What is becoming increasingly evident though (and this is the reason I raise this whole point to start with) is that when this group is given what it frequently claims to want – it doesn’t seem to want that either. There is no doubt much evidence that could be raised to back this point up, and plenty to counter it…so I assert again that this is raised as a topic of a debate, not vilification of the audience. However – I’d like to point to a few very specific examples, and get the conversation going;

A few years ago, Computer Gaming World editor in chief Jeff Green and I spent a lot of time scratching our heads and musing on how best to serve the magazine’s readers with our editorial product. We frequently spent money on research against the audience, and had a very clear view of the demographics, the spending power, and the playing habits of the audience. From responses to blogs, message boards, and articles, and letters to the editor we felt we had a good handle on what the readership wanted. They constantly complained about games media treating them “like children” (and we had the data that showed that they really weren’t…they were predominantly dudes over 35. Who’d have guessed?) and that they demanded writing that credited them with maturity and intelligence. So, much in the vein of the Play This Thing editorial we chose to completely blow up the reviews section. Instead of “reviews” we would provide criticism, and context. We would embrace the fact that print was invariably late to the reviews party, and instead of banging out 400 words and a score to add to all the others that got sucked into MetaCritic, we’d discuss the way games were received by the audience, discuss other reviews, and talk to developers about how they would be addressing problems. We’d tackle the need for patches, ask questions of the visionaries, and summarize the way the audience had received a game.

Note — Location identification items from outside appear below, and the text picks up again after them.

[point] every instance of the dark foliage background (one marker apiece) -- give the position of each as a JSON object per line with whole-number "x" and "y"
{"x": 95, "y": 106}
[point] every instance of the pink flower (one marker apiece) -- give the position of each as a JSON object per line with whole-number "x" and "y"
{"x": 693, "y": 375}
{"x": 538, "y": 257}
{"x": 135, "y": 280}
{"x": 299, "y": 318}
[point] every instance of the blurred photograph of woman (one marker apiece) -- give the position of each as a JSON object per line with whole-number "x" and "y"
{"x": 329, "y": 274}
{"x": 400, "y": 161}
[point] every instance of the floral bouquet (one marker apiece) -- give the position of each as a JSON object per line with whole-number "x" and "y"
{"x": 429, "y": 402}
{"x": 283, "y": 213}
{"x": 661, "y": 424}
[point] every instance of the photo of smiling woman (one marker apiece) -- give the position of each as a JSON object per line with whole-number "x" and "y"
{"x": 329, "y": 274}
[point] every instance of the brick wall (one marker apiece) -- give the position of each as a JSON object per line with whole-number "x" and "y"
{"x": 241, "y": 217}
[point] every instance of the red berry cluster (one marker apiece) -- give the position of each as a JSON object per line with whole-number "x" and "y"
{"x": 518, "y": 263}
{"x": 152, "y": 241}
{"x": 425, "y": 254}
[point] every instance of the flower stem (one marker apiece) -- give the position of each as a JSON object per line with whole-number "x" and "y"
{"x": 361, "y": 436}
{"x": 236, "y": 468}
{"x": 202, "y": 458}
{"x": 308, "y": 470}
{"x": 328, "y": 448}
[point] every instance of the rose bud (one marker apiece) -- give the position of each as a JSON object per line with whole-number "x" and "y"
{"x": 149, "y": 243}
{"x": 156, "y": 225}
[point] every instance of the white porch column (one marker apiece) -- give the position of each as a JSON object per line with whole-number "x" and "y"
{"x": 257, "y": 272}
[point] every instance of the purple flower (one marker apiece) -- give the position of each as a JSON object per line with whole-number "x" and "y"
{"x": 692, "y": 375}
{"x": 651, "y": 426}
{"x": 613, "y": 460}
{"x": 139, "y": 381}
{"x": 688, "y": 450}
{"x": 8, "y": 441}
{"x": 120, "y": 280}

The result? The audience hated it. I mean they really fucking hated it. They responded, almost as one, with the comment that they “don’t care what other people think” and that they “want to know what score CGW would give it.” Far from wanting an “essay” about a game – they wanted an at-a-glance indication of quality. Despite being enthusiasts (they spend $5 to get games information printed on paper...how much more enthusiastic could they possibly be?) they still wanted their taste vindicated with a simple number, rather than something more obtuse.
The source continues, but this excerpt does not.